In this issue of Blood, Gawad et al provide an unprecedented look at the clonal diversity of pediatric B-precursor acute lymphoblastic leukemia (ALL).1
Although the presence of coexisting subclones in B-precursor ALL at diagnosis has been previously well reported, using deep sequencing of the IgH locus Gawad and colleagues demonstrate that individual patient samples had up to 4000 unique IgH sequences, suggesting an unexpected degree of clonal heterogeneity (see figure). Interestingly, clonal evolution often showed evidence of allelic exclusion, retained stable JH sequences with divergent VH, and adjacent NDN regions, consistent with prolific aberrant rearrangement during early leukemogenesis.
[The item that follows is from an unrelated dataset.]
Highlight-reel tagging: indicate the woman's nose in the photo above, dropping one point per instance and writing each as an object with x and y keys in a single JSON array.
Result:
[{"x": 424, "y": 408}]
Frequency of subclones at diagnosis in B-precursor ALL. Each cell shown represents a distinct subclone based on IgH sequencing. Arrow thickness and percentage reflect the relative fraction of patient samples with the indicated number of distinct IgH clones.
Frequency of subclones at diagnosis in B-precursor ALL. Each cell shown represents a distinct subclone based on IgH sequencing. Arrow thickness and percentage reflect the relative fraction of patient samples with the indicated number of distinct IgH clones.
The critical contribution of this study is the revelation that B-precursor ALL is commonly composed of low frequency subclones, in some cases numbering in the thousands. Relevant to this finding, a report by Mullighan et al revealed that 52% of relapsed ALL clones were derived from minor “ancestral” subclones present at diagnosis, using genomic copy number abnormalities (CNAs) and lesion-specific (PCR) at diagnosis and relapse.2 The findings of Gawad et al provide strong evidence that clonal heterogeneity at diagnosis is the rule, rather than the exception, and when combined with the findings of Mullighan et al suggests that for most ALL patients treatment success should not be measured by loss of the predominant clone at diagnosis, but rather by effects on numerous under-appreciated subclones. At this time we cannot predict whether these subclones will result in increased relapse, and whether the dramatic heterogeneity in IgH sequences represents biologically distinct subclones that have additional heterogeneity beyond the IgH sequences. Indeed, we do not yet identify these rare but frequent subclones prospectively in patients.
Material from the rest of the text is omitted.